Zwei Jugendliche, Isora und ein Mädchen, genannt "Shit", wachsen in einem Dorf auf Teneriffa in ärmlichen Verhältnissen auf. Ihre Eltern bekommen sie eher selten zu Gesicht, da diese am Bau oder als Putzkraft arbeiten. Wenn die beiden Freundinnen nicht gerade sich selbst überlassen sind, werden sie von ihren Großmüttern großgezogen, die manchmal auch gewalttätig sind.

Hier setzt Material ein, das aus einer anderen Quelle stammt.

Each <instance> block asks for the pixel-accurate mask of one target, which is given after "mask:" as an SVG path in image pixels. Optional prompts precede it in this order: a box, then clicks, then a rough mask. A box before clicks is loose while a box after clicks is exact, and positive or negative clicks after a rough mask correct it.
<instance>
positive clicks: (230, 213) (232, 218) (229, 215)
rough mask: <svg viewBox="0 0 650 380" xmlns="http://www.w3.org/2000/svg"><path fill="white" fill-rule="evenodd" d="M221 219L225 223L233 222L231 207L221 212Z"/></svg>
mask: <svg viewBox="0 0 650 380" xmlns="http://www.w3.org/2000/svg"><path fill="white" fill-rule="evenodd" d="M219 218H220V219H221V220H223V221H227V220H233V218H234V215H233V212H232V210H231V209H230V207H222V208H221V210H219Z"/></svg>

Ein Sommer voller Sehnsucht 

In dem Stück begleiten wir das ungleiche Freundinnenpaar entlang eines Sommers, der geprägt ist von Sehnsüchten sowie der Erforschung der eigenen Sexualität. Vor allem Isora nimmt sich kein Blatt vor den Mund und bezeichnet die eigene Großmutter schon mal als "Bitch". Sie schimpfen, drohen Prügel an oder verschicken in Chatrooms verbotene Nachrichten.

Träume

"So forsch, so furchtlos" bewegt sich auf einziartige Weise zwischen einer radikalen Sprache und poetisch angehauchten Bildern. Die Protagonistinnen begeben sich auf Erkundungstour durch das Dorf oder spielen mit Junanito, der den Spitznamen "Juanita Banana" bekommen hat, Barbie. Dazwischen sehnen sie sich aber vor allem danach, endlich schlank zu sein oder sich rasieren zu dürfen. Im Grunde versuchen Isora und "Shit" jedoch nur, sich irgendwie die Zeit zu vertreiben.

Fazit

"So forsch, so furchtlos" im Theater Drachengasse Wien bietet eine scham- und tabulose Exploration der weiblichen Jugend, die mit poetischer Intensität die abenteuerliche Reise der Sexualität durchleuchtet und gleichzeitig mit einem queeren Begehren spielt. Unterlegt von einer mitreißenden musikalischen Begleitung schafft die Inszenierung einen Raum für emotionale Resonanz und Reflexion. Alles in allem ist einfühlsames und tragikomisches Theatererlebnis entstanden.

kunstreflektor.at, 02.03.2024

Highlights- Tipp

"Wenn Teenager träumen", dann spielt sich das heutzutage etwas unverblümter ab. Die Mädchen sind kritischer geworden, den umgebenden Menschen gegenüber und sich selbst gegenüber. Sie hadern mit dem eigenen Äußeren, wünschen sich eine schlanke Figur und einen makellosen Körper. Die erwachende Sexualität spielt natürlich mit. Und kritische Äußerungen zu anderen Menschen gibt es sowieso.
 
Das Theater in der Drachengasse hat wieder einmal eine exzellent gespielte, toll inszenierte Eigenproduktion geliefert. Es ist erstaunlich, wie wandelbar sich der Zuschauerraum präsentiert, der zugleich Bühne ist. Jede Produktion sorgt für neue optische und dramaturgische Überraschungen. Und das alles mit relativ einfachen Mitteln.